Volunteers from the City Council and good government organizations including New York Public Interest Research Group (NYPIRG); Citizens Union; League of Women Voters; and the Center for the Independence of the Disabled as well as Make the Road New York will informally survey voters on their voting experience as they exit their poll sites. Volunteers will then enter results into an online survey tool. This 3-4 minute non-partisan, anonymous survey is ten brief questions and any voter can fill out a survey on his or her voting experience online at: www.surveymonkey.com/electionday. Additionally, New Yorkers who call 311 with problems at the polls will also be directed to the City Council’s survey, which will be published on both the city’s website (www.nyc.gov) and the 311 website (www.nyc.gov/311).

“The City Council and good government groups are literally taking voting concerns and poll site evaluation into their own hands tomorrow,” said Speaker Quinn. “Through this city-wide volunteer oversight initiative, the Council will collect uniform data to determine if the Board of Elections corrected the slew of missteps that occurred on this year’s problem-ridden Primary Day. If you are voting in the General Election please take two minutes to share your voting experience with the Council by filling out our very brief 10-question survey at www.surveymonkey.com/electionday.”

“This volunteer survey initiative will allow us to gather important information on voters’ experience on Election Day – a measure that the Board of Elections has been unable to do,” said Governmental Operations Committee Chair Gale A. Brewer. “We’re looking forward to analyzing the data and using it as part of the Committee on Governmental Operations’ continuing oversight of the Board. We’re grateful that good government groups and so many members of the public have volunteered their time for this important oversight project and we welcome anyone who votes tomorrow to fill out our quick survey on the web.”

The survey questions cover the spectrum of voting difficulties that occurred during the Primary Election, ranging from voting equipment malfunctions and late poll site openings, to inadequately trained poll workers and lack of privacy when casting ballots. At the Council’s Primary Day oversight hearing in September, the Board stated that problems would be corrected in time for the general election.

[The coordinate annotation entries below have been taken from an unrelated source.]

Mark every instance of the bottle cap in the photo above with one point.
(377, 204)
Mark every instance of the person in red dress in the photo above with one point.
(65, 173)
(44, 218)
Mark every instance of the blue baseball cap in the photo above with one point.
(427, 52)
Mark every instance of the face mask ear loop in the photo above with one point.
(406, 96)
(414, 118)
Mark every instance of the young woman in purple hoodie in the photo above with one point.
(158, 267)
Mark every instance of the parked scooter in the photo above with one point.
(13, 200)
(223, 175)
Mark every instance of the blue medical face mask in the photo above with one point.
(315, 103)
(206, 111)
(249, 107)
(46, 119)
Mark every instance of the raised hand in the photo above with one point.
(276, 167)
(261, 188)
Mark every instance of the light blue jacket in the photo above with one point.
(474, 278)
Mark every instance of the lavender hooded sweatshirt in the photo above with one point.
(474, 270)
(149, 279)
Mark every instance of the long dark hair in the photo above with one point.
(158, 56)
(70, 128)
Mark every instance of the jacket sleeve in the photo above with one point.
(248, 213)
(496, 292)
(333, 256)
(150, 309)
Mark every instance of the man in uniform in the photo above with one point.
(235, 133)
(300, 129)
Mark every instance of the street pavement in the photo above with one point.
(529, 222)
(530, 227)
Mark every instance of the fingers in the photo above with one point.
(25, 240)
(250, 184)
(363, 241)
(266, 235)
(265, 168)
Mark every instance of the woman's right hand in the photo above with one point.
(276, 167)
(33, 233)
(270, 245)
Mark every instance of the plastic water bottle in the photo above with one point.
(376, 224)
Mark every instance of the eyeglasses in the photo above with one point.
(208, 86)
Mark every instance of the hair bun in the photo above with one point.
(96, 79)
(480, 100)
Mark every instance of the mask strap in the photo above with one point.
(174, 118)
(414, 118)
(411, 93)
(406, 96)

Specifically, the Council’s survey questions include:

Did you find the ballot difficult to read or confusing?
Did the poll workers offer you a privacy sleeve/folder to protect your privacy?
Did you insert your ballot into the optical scan machine on your own?
Overall, how would you compare today’s experience to your experience in the Primary?
“Citizens Union is pleased to join the City Council in administering a survey of voters’ experience at the polls on Election Day. Our members will participate in conducting this important survey evaluating whether the problems that occurred in the September Primary Election – late poll openings, machines not functioning properly, and voters privacy being compromised – happen again in the General Election tomorrow,” said Dick Dadey, Executive Director of Citizens Union. “In exercising its oversight of the Board of Elections, the Council has devised a creative and timely way to measure the performance of the Board, something the Board has been resistant to doing internally for too long. Citizens Union believes that the information gathered from this survey will provide an initial sense of what have improved and where further improvements are needed. This should help inform needed changes to election administration in the City.”

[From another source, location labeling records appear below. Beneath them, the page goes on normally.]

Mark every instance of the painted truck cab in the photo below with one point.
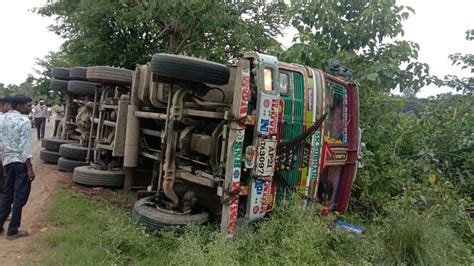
(226, 144)
(284, 102)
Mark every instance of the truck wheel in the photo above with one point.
(88, 175)
(155, 218)
(75, 151)
(190, 69)
(114, 75)
(49, 156)
(53, 144)
(58, 85)
(78, 73)
(60, 73)
(68, 165)
(82, 87)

“The City Council’s survey of voters should let New Yorkers know how good or poor a job election officials are doing,” said Gene Russianoff, senior attorney for the New York Public Interest Research Group (NYPIRG).

On Election Day, Speaker Quinn will be surveying voters at her polling site after she casts her vote. The City Council intends to utilize survey responses as part of its November oversight hearing on the performance of the Board of Elections at the General Election.

Since Primary Day, Speaker Quinn and Chair Brewer have sent multiple letters to the Board of Elections requesting that the agency develop stronger measures to evaluate poll site performance. Speaker Quinn and Chair Brewer also sent a letter to the Board’s commissioners last week urging them to conduct a public, nation-wide search for its next Executive Director.